= Yanyun Chen =

Singaporean artist

Yanyun Chen (Chinese: 陈彦云; pinyin: Chén Yànyún; born 1986) is a Singaporean artist who works with charcoal drawings, animation and installation. Her works feature intergenerational family stories and cultural wounds, which explore tenuous relationships with traditions and scars that live in language.

== Education ==
Chen was born in Singapore. She attended Nanyang Technological University and received a BFA in Digital Animation in 2009. Following that, she completed a MA in Communications in 2012 and Phd in Philosophy, Art and Critical Theory in 2018 at European Graduate School in Switzerland.

== Career ==
Chen taught at Yale-NUS College from 2015 to 2022. At the College, she received the Georgette Chen Fellowship in 2020. In 2021, she received the Andreas Teoh Contemporary Asian Art Program Fellowship.
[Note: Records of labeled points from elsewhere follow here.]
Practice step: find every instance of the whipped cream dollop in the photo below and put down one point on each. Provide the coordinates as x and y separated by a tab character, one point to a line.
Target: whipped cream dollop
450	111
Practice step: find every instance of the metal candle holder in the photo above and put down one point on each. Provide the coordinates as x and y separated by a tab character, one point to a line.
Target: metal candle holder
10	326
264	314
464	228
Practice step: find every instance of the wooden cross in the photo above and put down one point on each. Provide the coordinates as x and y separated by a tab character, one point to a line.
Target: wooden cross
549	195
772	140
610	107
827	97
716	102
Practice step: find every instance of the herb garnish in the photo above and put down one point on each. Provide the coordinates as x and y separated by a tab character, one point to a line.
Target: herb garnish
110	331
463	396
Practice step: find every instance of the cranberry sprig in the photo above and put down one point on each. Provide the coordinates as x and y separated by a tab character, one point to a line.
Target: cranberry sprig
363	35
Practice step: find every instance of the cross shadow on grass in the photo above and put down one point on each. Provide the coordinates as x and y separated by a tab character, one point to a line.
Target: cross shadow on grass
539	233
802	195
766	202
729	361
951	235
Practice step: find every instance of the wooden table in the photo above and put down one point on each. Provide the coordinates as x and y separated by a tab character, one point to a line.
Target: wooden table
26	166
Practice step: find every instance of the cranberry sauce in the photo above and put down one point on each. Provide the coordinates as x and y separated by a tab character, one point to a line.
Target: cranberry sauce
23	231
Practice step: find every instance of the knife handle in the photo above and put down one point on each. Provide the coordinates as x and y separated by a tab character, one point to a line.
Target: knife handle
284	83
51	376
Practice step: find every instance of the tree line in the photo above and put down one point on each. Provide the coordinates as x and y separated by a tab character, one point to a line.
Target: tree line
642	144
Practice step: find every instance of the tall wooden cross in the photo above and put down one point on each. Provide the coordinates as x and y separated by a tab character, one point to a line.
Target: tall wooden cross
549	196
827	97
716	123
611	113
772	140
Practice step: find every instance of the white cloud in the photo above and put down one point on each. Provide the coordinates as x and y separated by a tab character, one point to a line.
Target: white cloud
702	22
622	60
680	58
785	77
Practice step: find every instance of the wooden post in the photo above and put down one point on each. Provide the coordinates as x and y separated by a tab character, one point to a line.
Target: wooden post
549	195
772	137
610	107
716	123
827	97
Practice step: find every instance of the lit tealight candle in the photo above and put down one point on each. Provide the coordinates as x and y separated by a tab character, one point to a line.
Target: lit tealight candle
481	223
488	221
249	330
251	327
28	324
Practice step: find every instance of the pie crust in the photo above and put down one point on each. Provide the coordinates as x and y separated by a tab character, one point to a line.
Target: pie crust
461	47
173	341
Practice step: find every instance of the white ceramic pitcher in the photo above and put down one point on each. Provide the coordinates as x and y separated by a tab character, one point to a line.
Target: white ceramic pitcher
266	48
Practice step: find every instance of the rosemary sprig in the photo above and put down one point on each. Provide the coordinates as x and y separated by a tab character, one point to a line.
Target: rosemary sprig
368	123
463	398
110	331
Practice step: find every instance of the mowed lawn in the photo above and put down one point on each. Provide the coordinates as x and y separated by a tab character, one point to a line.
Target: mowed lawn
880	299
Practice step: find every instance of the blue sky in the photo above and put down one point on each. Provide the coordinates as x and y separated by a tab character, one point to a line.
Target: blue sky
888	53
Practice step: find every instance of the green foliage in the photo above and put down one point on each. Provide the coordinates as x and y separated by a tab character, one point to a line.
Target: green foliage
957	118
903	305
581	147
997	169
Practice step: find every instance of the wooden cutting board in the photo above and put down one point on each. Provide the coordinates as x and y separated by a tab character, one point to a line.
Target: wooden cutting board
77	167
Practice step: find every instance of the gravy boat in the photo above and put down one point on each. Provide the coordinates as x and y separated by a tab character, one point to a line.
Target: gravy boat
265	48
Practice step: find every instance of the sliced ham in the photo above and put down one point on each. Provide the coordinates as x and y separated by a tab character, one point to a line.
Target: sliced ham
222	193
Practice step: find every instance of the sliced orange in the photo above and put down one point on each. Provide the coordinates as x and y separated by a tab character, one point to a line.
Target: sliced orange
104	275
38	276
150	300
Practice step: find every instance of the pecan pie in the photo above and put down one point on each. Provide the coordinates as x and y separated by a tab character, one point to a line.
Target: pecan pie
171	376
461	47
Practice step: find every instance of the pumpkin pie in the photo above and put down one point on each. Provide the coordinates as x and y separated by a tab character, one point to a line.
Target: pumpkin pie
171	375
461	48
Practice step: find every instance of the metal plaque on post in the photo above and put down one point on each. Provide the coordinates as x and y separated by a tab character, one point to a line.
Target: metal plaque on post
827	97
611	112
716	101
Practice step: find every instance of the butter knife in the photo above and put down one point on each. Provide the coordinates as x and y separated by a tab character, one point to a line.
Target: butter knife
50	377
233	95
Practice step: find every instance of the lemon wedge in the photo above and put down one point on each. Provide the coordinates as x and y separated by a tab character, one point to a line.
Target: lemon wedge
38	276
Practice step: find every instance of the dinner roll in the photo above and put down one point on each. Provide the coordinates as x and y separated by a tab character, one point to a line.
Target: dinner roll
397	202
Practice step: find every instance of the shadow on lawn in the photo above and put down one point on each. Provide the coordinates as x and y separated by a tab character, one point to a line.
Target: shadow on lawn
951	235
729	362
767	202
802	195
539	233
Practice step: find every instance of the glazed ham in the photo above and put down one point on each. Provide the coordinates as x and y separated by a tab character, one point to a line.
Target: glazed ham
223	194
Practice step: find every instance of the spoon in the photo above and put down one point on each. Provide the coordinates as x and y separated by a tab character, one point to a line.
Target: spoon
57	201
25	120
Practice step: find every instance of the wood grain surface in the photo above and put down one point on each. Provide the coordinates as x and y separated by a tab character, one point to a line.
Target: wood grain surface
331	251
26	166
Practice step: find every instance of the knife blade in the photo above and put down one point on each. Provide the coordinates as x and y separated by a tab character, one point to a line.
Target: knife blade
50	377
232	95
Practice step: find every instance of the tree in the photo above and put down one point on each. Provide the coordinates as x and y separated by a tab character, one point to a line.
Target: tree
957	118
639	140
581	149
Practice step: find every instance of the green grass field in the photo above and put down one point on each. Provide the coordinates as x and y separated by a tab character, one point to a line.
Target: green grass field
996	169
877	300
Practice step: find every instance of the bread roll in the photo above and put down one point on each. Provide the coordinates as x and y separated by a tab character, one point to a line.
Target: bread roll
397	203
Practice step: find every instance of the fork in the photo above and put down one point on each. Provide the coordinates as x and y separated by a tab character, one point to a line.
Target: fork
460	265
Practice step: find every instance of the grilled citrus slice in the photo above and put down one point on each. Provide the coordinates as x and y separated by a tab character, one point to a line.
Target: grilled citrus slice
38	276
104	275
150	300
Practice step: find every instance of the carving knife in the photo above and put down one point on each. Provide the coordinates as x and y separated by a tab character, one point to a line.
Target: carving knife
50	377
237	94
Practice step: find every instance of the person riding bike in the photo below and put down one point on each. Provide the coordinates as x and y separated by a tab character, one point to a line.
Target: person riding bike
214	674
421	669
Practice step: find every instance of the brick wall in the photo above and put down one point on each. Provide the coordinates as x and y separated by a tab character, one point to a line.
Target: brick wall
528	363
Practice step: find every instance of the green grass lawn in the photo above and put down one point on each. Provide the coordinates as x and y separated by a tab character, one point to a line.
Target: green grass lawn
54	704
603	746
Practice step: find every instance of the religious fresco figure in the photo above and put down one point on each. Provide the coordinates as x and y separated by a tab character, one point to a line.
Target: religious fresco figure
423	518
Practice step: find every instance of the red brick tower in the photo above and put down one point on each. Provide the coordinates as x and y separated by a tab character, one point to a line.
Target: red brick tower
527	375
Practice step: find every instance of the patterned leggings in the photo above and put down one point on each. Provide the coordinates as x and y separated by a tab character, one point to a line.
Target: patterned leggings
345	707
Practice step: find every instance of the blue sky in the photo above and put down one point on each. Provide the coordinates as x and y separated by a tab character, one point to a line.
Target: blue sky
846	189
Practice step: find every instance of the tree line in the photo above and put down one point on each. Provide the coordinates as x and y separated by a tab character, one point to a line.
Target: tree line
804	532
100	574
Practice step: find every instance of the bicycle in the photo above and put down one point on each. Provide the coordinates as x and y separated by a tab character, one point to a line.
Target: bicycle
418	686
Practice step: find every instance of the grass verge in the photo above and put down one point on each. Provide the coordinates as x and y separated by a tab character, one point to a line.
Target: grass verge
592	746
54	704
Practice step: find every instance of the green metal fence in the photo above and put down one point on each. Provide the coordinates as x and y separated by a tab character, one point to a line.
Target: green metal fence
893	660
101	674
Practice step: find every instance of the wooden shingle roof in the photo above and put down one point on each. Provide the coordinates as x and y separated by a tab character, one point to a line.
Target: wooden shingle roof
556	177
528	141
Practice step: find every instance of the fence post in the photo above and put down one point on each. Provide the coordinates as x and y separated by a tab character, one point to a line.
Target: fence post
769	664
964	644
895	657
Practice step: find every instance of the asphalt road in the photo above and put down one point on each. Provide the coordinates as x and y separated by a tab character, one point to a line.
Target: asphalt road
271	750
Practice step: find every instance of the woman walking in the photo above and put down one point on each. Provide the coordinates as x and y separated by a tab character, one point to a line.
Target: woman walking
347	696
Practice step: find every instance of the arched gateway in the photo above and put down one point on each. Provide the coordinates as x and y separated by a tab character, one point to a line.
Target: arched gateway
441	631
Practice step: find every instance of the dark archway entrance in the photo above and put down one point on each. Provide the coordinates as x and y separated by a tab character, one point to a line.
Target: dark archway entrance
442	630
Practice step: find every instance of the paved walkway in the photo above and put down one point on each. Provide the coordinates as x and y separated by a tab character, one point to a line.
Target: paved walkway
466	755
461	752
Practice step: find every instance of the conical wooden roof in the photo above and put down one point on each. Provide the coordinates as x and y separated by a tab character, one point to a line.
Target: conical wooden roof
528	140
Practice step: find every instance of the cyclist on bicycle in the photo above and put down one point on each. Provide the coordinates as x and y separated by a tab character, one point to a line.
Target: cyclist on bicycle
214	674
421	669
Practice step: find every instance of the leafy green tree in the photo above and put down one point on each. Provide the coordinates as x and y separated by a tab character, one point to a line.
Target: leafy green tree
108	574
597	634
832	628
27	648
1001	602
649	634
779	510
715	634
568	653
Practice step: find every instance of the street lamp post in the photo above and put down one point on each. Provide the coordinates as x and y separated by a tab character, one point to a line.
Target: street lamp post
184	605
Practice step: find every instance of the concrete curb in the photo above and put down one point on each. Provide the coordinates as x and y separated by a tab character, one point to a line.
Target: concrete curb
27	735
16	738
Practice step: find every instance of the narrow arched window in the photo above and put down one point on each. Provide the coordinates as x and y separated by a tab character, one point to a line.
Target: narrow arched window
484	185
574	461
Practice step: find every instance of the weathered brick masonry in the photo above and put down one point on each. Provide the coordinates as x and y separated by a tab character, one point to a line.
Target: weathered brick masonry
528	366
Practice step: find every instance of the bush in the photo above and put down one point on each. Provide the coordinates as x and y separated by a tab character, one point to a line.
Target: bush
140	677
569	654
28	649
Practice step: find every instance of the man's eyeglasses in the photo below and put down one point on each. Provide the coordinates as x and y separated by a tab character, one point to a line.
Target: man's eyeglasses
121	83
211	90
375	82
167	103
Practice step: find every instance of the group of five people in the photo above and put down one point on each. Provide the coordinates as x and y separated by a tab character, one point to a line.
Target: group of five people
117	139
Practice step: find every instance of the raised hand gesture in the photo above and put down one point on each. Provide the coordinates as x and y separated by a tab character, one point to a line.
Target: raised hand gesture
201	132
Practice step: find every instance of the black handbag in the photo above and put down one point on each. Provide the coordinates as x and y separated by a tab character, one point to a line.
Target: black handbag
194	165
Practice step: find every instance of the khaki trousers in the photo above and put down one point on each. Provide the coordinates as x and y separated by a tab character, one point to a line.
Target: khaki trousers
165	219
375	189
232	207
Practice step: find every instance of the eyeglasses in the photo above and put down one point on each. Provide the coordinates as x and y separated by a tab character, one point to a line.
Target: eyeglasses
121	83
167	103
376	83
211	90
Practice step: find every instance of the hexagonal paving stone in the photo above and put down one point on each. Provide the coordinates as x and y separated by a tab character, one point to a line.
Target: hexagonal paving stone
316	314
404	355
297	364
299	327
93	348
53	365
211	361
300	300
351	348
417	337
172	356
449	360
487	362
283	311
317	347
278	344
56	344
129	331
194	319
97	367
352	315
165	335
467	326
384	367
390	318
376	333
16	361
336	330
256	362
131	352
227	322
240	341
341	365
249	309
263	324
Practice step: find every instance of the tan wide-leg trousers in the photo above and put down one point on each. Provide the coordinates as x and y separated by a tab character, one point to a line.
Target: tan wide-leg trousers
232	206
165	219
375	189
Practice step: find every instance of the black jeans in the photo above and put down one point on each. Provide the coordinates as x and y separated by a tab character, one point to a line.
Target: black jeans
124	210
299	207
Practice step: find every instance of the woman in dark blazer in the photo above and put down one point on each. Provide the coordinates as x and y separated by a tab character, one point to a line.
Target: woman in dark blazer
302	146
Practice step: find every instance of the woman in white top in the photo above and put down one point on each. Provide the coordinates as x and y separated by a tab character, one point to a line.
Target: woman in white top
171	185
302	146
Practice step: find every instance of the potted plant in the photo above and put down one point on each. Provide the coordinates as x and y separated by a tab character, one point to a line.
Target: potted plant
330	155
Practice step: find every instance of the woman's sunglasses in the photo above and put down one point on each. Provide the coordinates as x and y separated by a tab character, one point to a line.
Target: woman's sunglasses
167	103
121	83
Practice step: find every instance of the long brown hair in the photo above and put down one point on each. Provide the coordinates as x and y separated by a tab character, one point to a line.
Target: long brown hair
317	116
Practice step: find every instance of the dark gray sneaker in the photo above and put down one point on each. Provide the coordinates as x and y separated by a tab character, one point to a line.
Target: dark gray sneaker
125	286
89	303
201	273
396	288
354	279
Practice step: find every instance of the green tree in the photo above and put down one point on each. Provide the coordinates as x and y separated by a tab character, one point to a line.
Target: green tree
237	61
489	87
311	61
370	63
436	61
She held the role of Professor of the Practice at the School of the Museum of Fine Art, Tufts University, in Boston, USA since 2023.

== Works ==

=== The scars that write us ===
Commissioned by Singapore Art Museum for the President's Young Talent 2018,The scars that write us is a series of scar portraits welded and drawn on mild steel. Awarded the People's Choice Award, the exhibition offers a narrative on wounds and scars, and those that bear them. In an interview with art writer Ian Tee, Chen speaks of "the scars that live in language", texturing the physical-psychological wounds on skin with trauma inflicted by a welding gun.

=== Stories of a Woman and her Dowry ===
Stories of a Woman and Her Dowry was the first solo exhibition at Grey Projects in 2019. It was next exhibited as a group show with visual artist Kanchana Guptain at Objectifs Centre for Photography and Film in 2022. Curator Kimberley Shen describes their works "navigate the precarities of the cultural tropes and expectations of Asian women, in a palpable reclamation of tenderness and strength embedded in the feminine narrative and identity". Chen shares that stories derived from intergenerational trauma can just as much be an intergenerational gift.

== Awards ==
Chen was awarded the Art Outreach IMPART Award in 2019. She was awarded Best Art Direction at National Youth Film Awards for stop-motion short film Automatonomy, directed by Mark Wee and Jerrold Chong of Finding Pictures.

In 2020, Chen was awarded the National Arts Council Singapore Young Artist Award, Singapore's highest award for young arts practitioners, aged 35 and below.